Jan 25, 1997 01:00 AM

South Korea is looking to reduce its reliance on oil as its main energy source in favour of alternative fuel sources, particularly natural gas. Ho-Kyong Kim, general secretary of the Korea Gas Union, said Australian LNG producers had to date shown little interest in supplying the South Korean market. He warned that Australia could be left out in the cold by its competitors. "In my opinion, it is high time that Australia hurried to propel the LNG production and sales contracts with Korea more positively, given the certain gas demand of Korea,'' Kim told delegates at an oil and gas conference. "If Korea, which is searching for other LNG resources, commits contracts with other countries, in my estimations there will be no room for Australia to penetrate into the Korean market for the future,'' Kim said.
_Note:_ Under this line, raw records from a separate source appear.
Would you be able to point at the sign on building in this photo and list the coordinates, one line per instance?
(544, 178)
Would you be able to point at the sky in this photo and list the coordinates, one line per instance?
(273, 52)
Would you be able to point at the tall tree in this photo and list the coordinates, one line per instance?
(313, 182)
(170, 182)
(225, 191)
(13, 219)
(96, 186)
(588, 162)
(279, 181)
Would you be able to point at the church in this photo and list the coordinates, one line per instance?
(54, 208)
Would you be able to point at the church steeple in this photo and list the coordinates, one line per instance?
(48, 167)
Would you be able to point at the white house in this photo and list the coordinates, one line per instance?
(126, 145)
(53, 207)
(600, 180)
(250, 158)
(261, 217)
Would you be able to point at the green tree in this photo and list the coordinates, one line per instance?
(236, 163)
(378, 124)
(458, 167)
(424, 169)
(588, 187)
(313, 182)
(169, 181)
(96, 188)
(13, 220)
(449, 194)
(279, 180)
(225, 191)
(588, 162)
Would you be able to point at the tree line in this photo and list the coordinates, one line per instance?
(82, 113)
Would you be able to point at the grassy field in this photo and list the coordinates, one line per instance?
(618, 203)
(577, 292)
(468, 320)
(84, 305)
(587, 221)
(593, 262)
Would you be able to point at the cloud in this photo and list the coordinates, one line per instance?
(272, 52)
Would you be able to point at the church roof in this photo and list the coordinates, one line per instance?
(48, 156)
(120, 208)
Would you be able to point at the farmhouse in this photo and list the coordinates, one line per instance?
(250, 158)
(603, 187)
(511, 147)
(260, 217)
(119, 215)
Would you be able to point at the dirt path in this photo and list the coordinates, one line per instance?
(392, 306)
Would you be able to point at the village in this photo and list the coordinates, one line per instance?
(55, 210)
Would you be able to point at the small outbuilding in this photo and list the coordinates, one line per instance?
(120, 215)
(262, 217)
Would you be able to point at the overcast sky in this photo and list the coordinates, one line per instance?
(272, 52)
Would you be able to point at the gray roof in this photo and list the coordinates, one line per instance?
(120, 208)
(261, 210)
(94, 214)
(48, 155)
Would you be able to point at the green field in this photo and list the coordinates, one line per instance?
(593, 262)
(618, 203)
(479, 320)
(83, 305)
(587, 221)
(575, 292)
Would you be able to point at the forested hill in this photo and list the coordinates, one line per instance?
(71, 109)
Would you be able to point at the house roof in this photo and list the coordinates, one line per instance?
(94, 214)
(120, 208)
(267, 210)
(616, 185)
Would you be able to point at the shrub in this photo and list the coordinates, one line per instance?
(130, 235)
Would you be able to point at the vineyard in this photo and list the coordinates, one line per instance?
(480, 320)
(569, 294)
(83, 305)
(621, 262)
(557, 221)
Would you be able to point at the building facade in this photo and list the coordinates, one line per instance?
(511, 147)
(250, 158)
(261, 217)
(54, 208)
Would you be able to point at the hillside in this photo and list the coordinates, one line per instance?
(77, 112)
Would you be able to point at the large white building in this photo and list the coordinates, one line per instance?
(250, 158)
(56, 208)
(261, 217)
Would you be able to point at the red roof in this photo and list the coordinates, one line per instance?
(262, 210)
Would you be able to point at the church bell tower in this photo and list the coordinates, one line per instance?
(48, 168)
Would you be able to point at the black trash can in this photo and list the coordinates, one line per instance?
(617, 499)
Kim said South Korea was particularly dependent on LNG, because it has no gas reserves itself, and the division of the Korean peninsula effectively makes the country an island.
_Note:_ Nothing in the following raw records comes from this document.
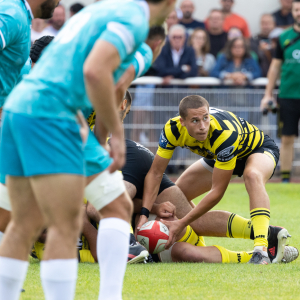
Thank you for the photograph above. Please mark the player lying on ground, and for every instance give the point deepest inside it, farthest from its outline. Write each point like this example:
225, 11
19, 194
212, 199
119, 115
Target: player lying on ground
231, 146
75, 71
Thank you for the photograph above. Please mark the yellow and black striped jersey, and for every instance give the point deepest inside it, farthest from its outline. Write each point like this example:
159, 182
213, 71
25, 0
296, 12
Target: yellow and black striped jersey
91, 120
229, 138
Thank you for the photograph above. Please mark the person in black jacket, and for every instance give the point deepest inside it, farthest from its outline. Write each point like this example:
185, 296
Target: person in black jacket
177, 60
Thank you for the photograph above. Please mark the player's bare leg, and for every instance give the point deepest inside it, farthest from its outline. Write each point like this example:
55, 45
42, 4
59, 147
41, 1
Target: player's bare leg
60, 199
23, 229
259, 168
195, 181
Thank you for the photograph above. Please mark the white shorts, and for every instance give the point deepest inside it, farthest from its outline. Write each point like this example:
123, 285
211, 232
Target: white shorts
4, 199
104, 189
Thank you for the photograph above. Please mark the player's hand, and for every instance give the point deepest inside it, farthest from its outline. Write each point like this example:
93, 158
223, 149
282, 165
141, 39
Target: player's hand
84, 127
142, 220
264, 102
175, 228
165, 210
117, 152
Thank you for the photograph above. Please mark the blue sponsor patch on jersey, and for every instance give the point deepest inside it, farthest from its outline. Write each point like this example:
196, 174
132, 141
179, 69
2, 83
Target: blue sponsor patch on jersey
163, 141
226, 154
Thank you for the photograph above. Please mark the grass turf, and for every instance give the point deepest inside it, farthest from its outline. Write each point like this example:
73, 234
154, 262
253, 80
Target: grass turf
206, 281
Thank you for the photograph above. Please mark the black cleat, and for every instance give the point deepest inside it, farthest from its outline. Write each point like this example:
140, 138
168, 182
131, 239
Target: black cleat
137, 254
276, 243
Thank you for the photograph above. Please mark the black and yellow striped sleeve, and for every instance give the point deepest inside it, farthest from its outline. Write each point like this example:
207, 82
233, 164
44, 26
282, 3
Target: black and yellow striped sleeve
226, 146
168, 140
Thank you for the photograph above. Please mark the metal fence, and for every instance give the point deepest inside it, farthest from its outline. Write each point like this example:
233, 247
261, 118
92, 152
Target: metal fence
152, 107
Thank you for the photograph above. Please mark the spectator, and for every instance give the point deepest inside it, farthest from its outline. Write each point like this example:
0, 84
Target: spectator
56, 22
217, 36
285, 65
75, 8
234, 20
177, 60
172, 19
205, 61
236, 64
262, 45
283, 17
38, 25
187, 8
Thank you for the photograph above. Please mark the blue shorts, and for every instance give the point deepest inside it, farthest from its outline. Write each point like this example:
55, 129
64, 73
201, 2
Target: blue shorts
39, 146
96, 158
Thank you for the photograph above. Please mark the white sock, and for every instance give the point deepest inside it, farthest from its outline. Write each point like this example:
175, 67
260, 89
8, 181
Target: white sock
112, 252
59, 278
12, 275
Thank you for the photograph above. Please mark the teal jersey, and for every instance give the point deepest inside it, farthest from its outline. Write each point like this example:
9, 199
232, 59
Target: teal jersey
25, 70
142, 61
15, 23
55, 87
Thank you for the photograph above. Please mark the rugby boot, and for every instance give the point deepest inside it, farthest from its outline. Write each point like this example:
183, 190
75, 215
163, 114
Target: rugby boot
290, 254
259, 258
277, 238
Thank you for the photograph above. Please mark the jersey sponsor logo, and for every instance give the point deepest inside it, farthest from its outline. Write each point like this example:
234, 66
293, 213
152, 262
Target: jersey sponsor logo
163, 141
296, 54
226, 154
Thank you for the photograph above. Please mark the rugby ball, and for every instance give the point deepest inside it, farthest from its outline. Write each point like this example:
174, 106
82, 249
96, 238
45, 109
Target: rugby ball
153, 235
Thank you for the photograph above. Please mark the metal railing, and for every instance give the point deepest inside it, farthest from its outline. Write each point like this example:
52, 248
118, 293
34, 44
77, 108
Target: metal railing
152, 107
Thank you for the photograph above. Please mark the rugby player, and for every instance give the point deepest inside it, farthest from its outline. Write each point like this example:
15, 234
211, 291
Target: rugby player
170, 198
75, 71
15, 31
230, 146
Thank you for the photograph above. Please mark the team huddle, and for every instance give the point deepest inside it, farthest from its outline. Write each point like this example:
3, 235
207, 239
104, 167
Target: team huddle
70, 194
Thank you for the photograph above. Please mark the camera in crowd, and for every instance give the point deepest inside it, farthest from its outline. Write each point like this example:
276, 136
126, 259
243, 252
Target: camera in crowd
271, 107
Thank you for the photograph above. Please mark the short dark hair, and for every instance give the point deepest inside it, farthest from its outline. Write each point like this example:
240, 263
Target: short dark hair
128, 97
230, 44
156, 32
191, 102
38, 47
76, 7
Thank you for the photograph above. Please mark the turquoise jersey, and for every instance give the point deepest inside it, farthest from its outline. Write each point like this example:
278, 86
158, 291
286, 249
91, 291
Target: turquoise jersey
142, 61
55, 87
15, 22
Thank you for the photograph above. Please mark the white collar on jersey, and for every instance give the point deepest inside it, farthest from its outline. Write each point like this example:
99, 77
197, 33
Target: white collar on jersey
145, 7
29, 9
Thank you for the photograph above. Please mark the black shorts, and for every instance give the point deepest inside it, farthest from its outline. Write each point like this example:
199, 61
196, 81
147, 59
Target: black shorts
268, 146
138, 163
288, 117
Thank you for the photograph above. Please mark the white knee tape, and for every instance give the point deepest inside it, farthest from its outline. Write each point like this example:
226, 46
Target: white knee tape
104, 189
166, 256
4, 199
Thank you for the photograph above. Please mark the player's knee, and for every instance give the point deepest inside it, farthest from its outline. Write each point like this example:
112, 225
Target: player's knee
252, 176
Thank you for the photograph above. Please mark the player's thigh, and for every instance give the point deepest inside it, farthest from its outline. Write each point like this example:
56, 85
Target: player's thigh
195, 181
25, 209
60, 197
121, 208
259, 168
174, 195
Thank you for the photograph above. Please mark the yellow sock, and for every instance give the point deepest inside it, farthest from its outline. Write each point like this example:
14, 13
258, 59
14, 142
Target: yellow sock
191, 237
131, 229
234, 257
238, 227
260, 218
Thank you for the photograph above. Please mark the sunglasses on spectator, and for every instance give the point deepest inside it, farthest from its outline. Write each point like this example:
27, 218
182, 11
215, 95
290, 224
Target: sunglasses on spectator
177, 37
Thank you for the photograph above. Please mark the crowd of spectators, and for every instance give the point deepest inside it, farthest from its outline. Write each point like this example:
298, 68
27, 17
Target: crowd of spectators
220, 46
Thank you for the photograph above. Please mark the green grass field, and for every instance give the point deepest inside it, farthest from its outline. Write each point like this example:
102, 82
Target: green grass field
206, 281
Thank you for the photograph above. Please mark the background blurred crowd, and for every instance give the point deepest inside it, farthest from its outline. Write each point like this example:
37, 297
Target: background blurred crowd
220, 46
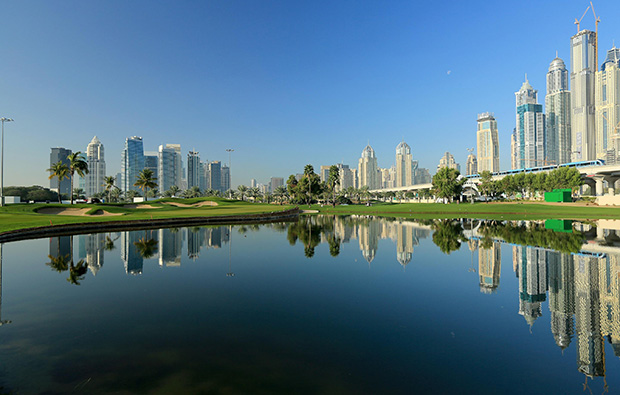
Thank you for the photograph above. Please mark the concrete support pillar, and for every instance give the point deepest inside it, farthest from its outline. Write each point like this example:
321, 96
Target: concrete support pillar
611, 181
599, 186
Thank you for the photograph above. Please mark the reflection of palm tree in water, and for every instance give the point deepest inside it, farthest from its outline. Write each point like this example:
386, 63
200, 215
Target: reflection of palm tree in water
147, 247
2, 322
63, 263
108, 244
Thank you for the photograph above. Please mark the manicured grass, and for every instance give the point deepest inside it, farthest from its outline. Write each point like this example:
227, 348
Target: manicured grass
20, 216
512, 211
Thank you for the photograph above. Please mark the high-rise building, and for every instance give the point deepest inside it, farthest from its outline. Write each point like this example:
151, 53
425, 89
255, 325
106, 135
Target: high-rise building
132, 163
368, 174
215, 172
558, 108
60, 155
194, 170
404, 165
225, 178
582, 76
324, 173
530, 128
347, 178
151, 162
423, 176
488, 143
170, 167
93, 181
448, 161
514, 150
608, 108
472, 164
275, 182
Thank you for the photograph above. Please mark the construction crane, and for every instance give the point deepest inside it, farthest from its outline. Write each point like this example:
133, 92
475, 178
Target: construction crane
596, 21
616, 128
577, 22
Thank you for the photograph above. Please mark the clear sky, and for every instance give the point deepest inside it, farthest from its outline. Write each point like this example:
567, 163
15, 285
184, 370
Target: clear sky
283, 83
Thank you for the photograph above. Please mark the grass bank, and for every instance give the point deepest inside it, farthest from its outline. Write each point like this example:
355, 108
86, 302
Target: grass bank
22, 216
495, 210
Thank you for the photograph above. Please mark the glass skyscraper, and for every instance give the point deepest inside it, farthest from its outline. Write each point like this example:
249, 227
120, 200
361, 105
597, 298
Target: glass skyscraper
557, 104
488, 143
583, 69
530, 136
132, 163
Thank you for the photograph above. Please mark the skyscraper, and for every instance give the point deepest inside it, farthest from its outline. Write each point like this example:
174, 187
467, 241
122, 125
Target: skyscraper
96, 167
151, 162
558, 107
60, 155
215, 172
368, 174
583, 69
448, 161
530, 128
514, 150
132, 163
608, 107
404, 165
488, 143
170, 167
194, 170
225, 178
472, 164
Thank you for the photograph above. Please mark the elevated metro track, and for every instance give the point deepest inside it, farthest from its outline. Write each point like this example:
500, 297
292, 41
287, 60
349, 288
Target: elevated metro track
595, 174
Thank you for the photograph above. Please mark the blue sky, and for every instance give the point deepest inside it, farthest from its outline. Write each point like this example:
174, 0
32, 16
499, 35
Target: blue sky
284, 83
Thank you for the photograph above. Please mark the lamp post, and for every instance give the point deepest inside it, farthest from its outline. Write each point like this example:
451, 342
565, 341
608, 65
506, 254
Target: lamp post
230, 151
3, 119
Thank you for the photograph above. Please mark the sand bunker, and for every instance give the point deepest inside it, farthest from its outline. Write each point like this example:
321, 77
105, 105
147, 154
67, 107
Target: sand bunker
200, 204
73, 211
139, 206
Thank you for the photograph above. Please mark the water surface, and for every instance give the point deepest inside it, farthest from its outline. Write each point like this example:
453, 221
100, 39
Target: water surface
325, 305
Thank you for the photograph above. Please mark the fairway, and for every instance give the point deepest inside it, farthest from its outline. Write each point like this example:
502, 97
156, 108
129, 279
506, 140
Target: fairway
21, 216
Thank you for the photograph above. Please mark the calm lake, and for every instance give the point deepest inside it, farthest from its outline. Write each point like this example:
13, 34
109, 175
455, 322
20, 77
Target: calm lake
330, 305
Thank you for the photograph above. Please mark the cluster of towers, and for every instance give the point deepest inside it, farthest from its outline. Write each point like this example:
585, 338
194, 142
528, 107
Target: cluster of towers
166, 164
405, 171
581, 124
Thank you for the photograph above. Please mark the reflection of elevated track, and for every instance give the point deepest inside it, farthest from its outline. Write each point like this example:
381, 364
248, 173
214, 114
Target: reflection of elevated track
594, 173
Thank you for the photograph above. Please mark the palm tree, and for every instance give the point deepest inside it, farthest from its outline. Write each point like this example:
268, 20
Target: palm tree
145, 181
108, 183
174, 190
333, 180
77, 164
242, 190
61, 171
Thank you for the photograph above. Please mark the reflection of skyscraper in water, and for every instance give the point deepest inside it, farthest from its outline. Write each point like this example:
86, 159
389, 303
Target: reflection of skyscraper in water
195, 239
532, 273
404, 244
91, 250
609, 273
129, 252
170, 246
590, 352
489, 267
561, 297
342, 229
369, 239
60, 246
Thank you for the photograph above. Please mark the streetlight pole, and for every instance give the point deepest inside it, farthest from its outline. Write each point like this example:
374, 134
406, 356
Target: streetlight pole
3, 119
230, 151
South Korea's primary energy consumption is forecast to grow to 287.5 million tons of oil equivalent by 2010, from 150.4 million tons in 1995. Under South Korea's long-term energy supply plans, Kim said the country's reliance on oil as a proportion of primary energy demand is expected to fall to 51 % by 2005, from 62.5 % currently. LNG demand, meanwhile, is expected to grow during the period to account for 12 % of total demand, from 6.1 % in 1995. However, Kim believes South Korean gas demand would grow more quickly than anticipated. He noted that gas demand has been growing faster than forecast, at 25 % a year between 1991 and 1995. Current forecasts suggest South Korea's annual LNG demand will rise to 28.6 million tons by 2010, from 17.8 million tons in 1996. Kim, however, expects demand will be closer to 35 million tons by that year. He said a nation-wide "gas loop pipeline" is scheduled to be completed by 1998, with a branch network established by 2000. "Extension of this natural gas pipeline will accelerate natural gas consumption in the major cities," he said.
Australia currently has only one LNG project, the North West Shelf joint venture offshore Western Australia. Australia's BHP and US Phillips Petroleum are negotiating to develop an LNG operation in the Timor Sea. Meanwhile, another joint venture including Mobil, Chevron, Texaco, and Shell is planning an LNG development also offshore Western Australian, and possibly in co-operation with the North West Shelf project. The North West Shelf participants include BHP, Chevron, Shell, British Petroleum, and a Japanese consortium including Mitsui and Mitsubishi.